青天を行く白雲のごとき浮遊思考の落書き帳

物事をきちんと「分けて捉える」ことが論理の基本

私はナンセンスユーモアは好きだが、それはその構造が論理の裏返しであるからだ。最初から論理性の無い言論は私には耐えがたい。前回の内田樹に関する記事は、そういう非論理性への怒りだと思う。まあ、怒りそのものが感情であり、論理ではないのだが。
それはともかく、一時的にメモしておいた問題をここで考えてみたい。
先に、その「問題」を転載(自己引用)しておく。

(以下自己引用)

面白い指摘だが、論理(大筋は賛成)が大雑把すぎる感じだ。
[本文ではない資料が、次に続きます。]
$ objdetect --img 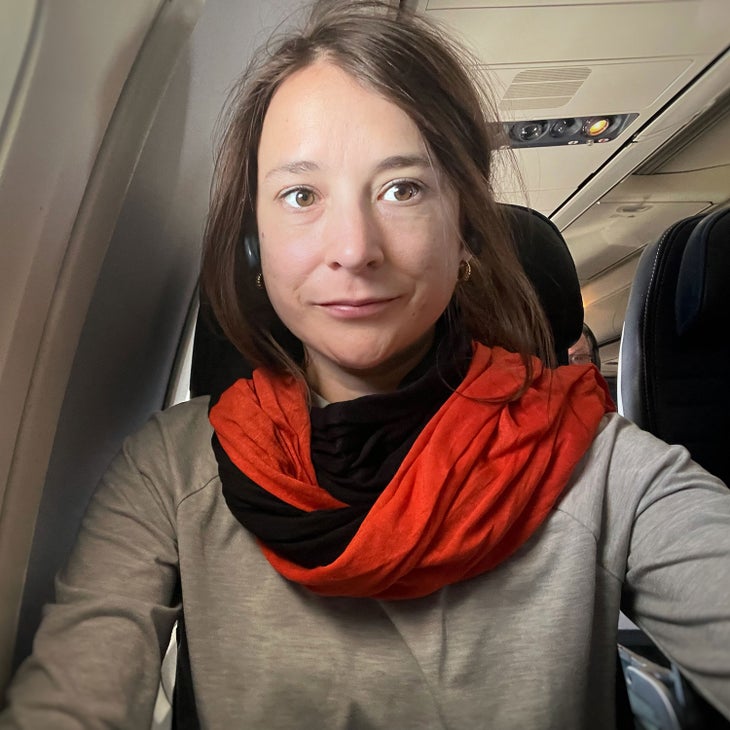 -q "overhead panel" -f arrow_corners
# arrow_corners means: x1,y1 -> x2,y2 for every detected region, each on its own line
416,0 -> 728,214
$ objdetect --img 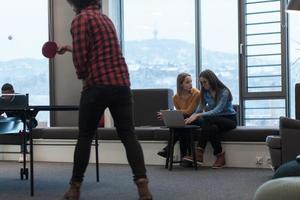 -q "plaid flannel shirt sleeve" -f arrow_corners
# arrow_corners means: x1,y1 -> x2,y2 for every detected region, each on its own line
71,15 -> 89,79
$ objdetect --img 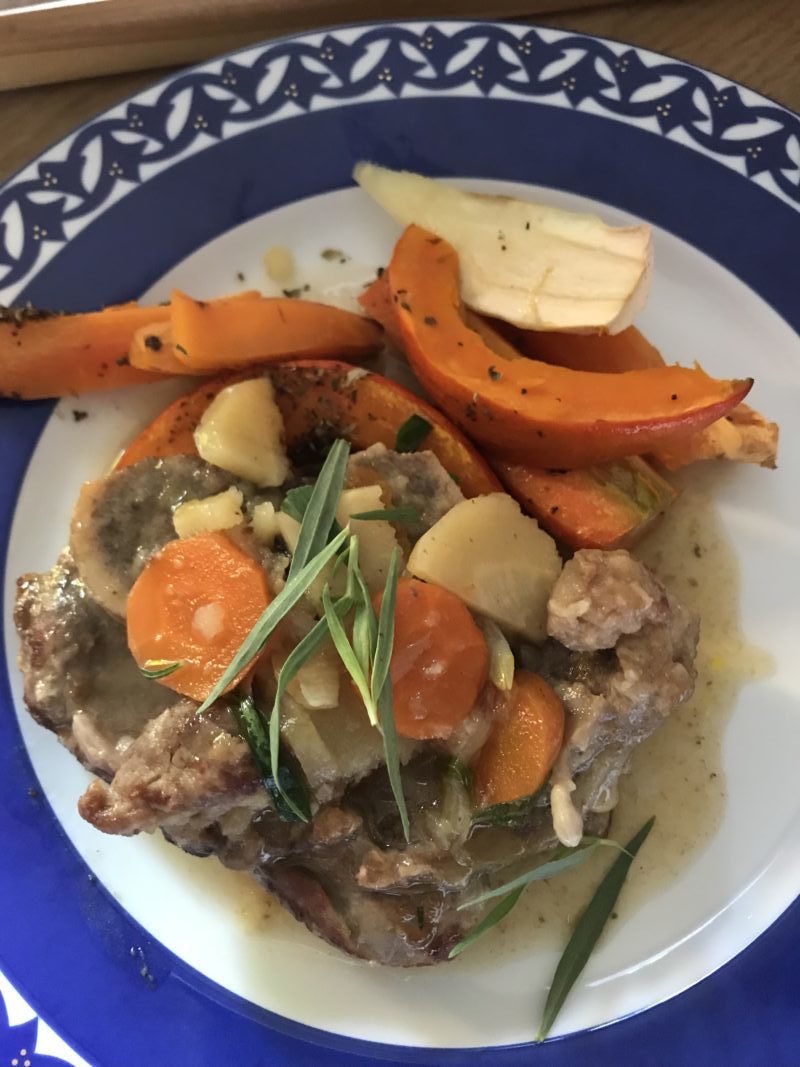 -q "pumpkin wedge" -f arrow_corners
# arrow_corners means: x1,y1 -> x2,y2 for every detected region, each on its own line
388,226 -> 752,467
509,320 -> 779,471
366,266 -> 678,548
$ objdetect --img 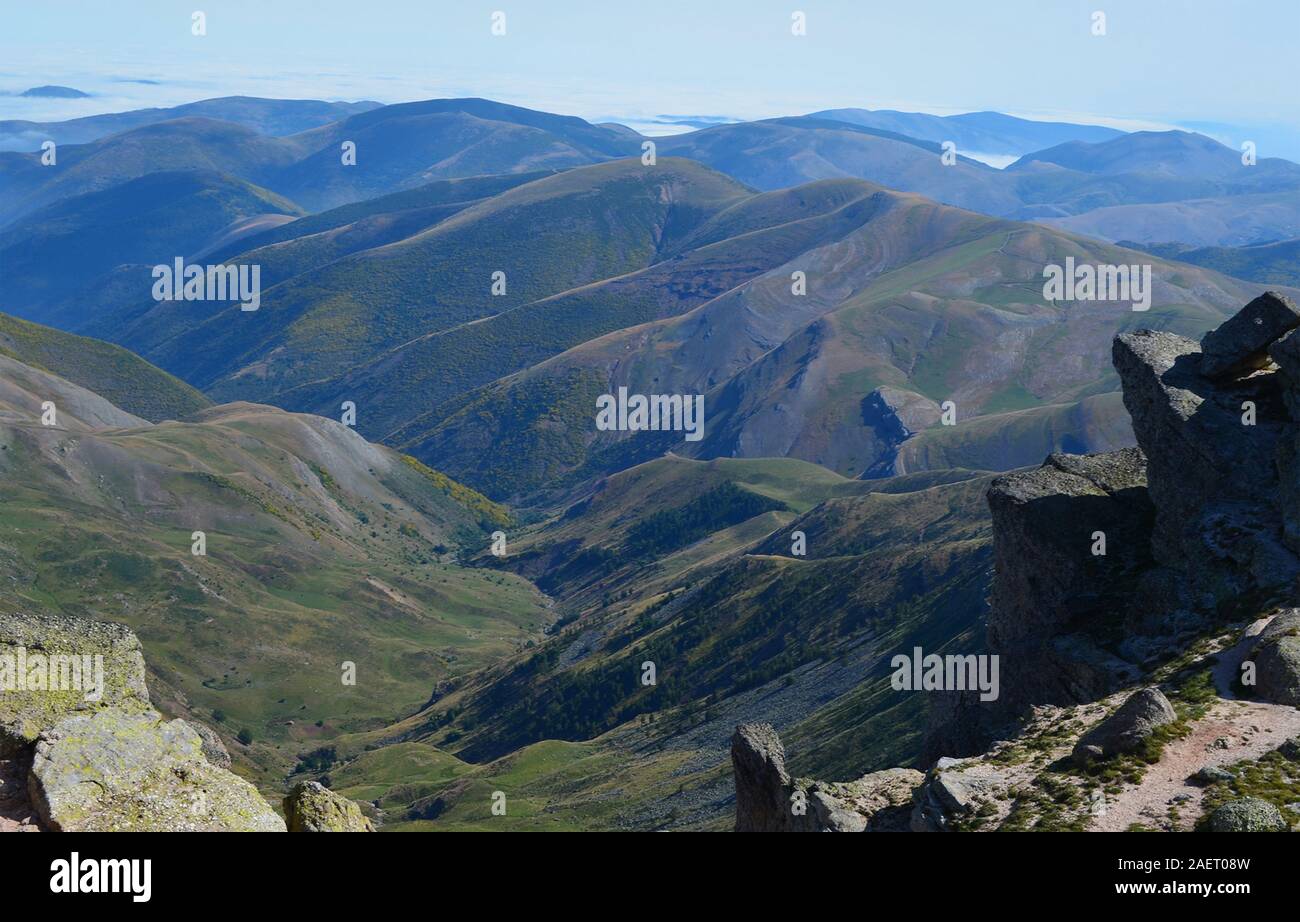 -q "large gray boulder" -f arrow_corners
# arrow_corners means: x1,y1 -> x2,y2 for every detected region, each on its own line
1209,797 -> 1290,832
911,758 -> 1010,832
285,782 -> 374,832
29,707 -> 285,832
1074,688 -> 1178,762
1201,291 -> 1300,378
732,723 -> 924,832
1251,609 -> 1300,707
後で考察してみたいのでメモとして保存し、追記する予定。


(以下引用)


芦辺 拓
@ashibetaku
60年余生きた経験からすると今の失政がどんな惨状を生もうと「やっぱり自民党でないとダメなんです!」と声があがって何も変わらない。さすが敗戦後はそんなことはなかったと思いきや、公選になった知事・市長に選ばれたのは旧内務省の官僚ばかり。つまり官選と同じ結果。日本人はとにかく変えられない



(自己引用終わり)

芦部拓のこの発言のどこに問題があるかというと、論理の基本である「問題の要素を分けて、そのひとつびとつを正確に検討する」という作業ができていないということだ。まあ、直感的な判断だ、ということだろうから、ツィッターなどではそれが普通ではあるだろう。
1:敗戦後と現在を比較しているが、当時と現在は状況がまったく異なる。芦部氏は「敗戦で人民は日本の政治の誤りに気付いただろう」という前提で考えているが、敗戦後の国民は、完全な混乱状態にあったのであり、日本の政治が間違っていたという自覚を持った人間はほとんどいなかったはずだ。知事や市長を選ぶ際に、判断の根拠となるのは、候補者の「実績」「学歴」だけであるが、敗戦当時に地方自治体首長としての実績を持った人間は候補者の中にほとんどいなかったはずだ。政治経験者の多くは「公職追放」されていた以上、政治家に準ずる実績を持つのは官僚、特に旧内務省官僚たちだけだっただろう。内務省は「官僚の中の官僚」であり、庶民から見れば雲の上の人だ。素性の分からぬ候補者に入れるよりは、「優秀な」(と期待される)官僚に投票するのは当然なのである。
2:庶民が自民党に票を入れ続けることと、敗戦時に「官僚出身者」に入れることはまったく別の話であり、官僚=保守層というのは現在を視座とする固定観念にすぎない。戦争時の官僚は国家統制の要であり、当時の日本はいわば「戦時国家社会主義」なのであり、むしろ革新的な思想の者も多く、マスコミ人などは「官僚=アカ」と見做す者もいたのである。
3:「日本人は」という大きなくくりが論理的には根本的欠陥であることは言うまでもない。提灯も釣鐘も「吊るされているから同じ種類だ」とか、月とスッポンも「丸いから同じ種類だ」と言うようなものだ。